Turismo neve, atteso fatturato 9.5 mld ma pesa caro energia

L’irrinunciabile settimana bianca, una delle passioni degli italiani quest’anno dovrà fare i conti con il caro-energia.
Infatti questa “legnata” si abbatte anche sul comparto della montagna, quella del “turismo neve” con rincari che investono prezzi e tariffe di tutto il settore e fanno salire alle stelle i costi della vacanza invernale.

E’ da Assoutenti, che arriva la denuncia, a corollario dell’indagine “Skipass Panorama Turismo” diffusa oggi secondo la quale l’inverno alle porte (2022-’23) vedrà un fatturato complessivo del settore neve salire a quota 9 miliardi e 514 milioni di euro.

Ma se sale il fatturato non sempre significa che le cose vadano bene, infatti la prima voce che subirà sensibili rincari è quella legata all’acquisto dello skipass: chi sceglierà le Dolomiti dovrà mettere in conto una spesa giornaliera, in alta stagione, pari a 74 euro, contro i 67 euro dello scorso anno, con un aumento della tariffa del +10,4% .

Va peggio in Lombardia: a Bormio il prezzo giornaliero dello skipass, in alta stagione, sale da 46 euro a 52 euro, con un aumento del +13%, quello stagionale da 775 euro a 825 euro (+6,4%).

Chi sceglierà la Valle d’Aosta dovrà mettere in conto àn aumento dello skipass del +8,9% a Courmayeur (da 56 a 61 euro) e del +7,5% a Cervinia (da 53 a 57 euro). Lo stagionale Valle d’Aosta potrà essere acquistato al prezzo di 1.286 euro contro i 1.180 euro dell’anno scorso (+8,9%); lo stagionale Valle d’Aosta + Zermatt costerà invece 1.518 euro contro i 1.393 euro della scorsa stagione (+9%).

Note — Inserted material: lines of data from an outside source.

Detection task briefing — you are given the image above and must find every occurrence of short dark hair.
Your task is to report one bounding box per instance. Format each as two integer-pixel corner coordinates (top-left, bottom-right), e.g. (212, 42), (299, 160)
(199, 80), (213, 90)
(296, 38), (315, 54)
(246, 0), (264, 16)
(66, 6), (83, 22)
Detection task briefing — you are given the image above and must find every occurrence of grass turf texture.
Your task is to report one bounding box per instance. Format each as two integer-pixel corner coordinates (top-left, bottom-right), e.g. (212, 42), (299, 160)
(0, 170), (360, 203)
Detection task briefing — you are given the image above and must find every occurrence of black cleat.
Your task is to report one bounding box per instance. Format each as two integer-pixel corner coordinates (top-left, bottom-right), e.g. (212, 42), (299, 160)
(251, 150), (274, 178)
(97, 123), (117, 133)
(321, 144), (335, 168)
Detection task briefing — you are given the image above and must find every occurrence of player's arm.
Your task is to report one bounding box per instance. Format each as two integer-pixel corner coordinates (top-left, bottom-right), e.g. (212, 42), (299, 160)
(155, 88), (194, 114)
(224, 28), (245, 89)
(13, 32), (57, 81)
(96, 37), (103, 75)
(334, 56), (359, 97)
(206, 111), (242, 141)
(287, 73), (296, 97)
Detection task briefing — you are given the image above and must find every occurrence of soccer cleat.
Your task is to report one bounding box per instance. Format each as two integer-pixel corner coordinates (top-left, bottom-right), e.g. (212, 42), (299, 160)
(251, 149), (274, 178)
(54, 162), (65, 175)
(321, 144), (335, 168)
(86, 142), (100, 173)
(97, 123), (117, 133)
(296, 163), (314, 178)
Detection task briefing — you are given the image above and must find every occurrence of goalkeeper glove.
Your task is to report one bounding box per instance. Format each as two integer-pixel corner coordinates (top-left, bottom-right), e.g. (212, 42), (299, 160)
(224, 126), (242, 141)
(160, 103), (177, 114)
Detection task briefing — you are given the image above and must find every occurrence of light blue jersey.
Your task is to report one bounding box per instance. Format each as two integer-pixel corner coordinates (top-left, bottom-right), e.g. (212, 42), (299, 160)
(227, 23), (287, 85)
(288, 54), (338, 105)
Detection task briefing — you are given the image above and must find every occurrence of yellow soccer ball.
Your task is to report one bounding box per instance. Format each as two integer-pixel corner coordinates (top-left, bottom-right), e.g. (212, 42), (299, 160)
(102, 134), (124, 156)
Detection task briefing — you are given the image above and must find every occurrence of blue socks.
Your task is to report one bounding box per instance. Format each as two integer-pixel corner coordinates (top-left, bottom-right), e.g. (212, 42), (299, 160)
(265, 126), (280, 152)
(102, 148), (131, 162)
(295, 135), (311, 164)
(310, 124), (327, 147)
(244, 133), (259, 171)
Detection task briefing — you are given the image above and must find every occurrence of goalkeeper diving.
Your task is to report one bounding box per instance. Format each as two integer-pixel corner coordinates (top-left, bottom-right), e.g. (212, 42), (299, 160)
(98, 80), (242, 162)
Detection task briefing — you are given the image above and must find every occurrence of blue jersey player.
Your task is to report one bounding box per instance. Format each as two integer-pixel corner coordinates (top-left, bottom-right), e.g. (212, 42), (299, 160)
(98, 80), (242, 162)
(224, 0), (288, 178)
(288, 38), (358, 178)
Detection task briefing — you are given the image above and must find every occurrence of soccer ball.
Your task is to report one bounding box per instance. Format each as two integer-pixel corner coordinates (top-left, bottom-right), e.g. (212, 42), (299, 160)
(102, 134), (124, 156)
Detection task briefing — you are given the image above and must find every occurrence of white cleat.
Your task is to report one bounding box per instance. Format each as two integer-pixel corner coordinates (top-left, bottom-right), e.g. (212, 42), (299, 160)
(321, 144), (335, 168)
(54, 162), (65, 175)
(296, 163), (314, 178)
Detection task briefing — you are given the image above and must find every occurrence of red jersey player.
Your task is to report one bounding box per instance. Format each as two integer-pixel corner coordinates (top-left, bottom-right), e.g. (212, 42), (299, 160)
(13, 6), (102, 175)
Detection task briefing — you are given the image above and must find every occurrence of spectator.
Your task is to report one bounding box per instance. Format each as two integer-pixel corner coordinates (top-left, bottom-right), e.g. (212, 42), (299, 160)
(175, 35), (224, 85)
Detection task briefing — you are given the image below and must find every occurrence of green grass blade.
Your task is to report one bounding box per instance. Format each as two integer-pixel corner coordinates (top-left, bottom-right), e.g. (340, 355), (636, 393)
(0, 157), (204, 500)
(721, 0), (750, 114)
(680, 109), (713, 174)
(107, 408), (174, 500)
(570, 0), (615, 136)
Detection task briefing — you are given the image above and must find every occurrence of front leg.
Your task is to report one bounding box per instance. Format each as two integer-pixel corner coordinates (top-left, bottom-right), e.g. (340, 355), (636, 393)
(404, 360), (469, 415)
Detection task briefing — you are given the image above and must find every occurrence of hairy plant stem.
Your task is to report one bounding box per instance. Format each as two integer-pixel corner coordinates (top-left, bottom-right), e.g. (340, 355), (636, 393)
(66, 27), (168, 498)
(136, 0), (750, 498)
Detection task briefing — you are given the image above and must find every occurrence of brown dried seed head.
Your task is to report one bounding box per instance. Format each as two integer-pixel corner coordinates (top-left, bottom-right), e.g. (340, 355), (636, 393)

«Anche alberghi, hotel, B&B, pensioni, case vacanze e strutture ricettive varie hanno aggiornato al rialzo i listini al pubblico – afferma il presidente di Assoutenti, Furio Truzzi – Ciò a causa dell’impennata dei costi energetici, che sarà ancora più pesante in montagna considerata la necessità di riscaldare adeguatamente gli ambienti».   Per la classica settimana bianca, la spesa media pro capite tra skipass, alloggio, servizi, consumazioni, ristoranti, ecc. sarà compresa tra i 1.400 e i 1.600 euro, trasporti esclusi, con una crescita stimata tra il +15% e il +18% sulla stagione invernale 2021/2022”

Massimo Terracina
Massimo Terracina
Giornalista dal 1987 si è sempre occupato di sport e turismo, con incursioni su radio e tv. Ha sempre la valigia pronta per esplorare il mondo, inesauribile fonte di spunti. Viaggiare allarga la mente. "State viaggiati" (con licenza)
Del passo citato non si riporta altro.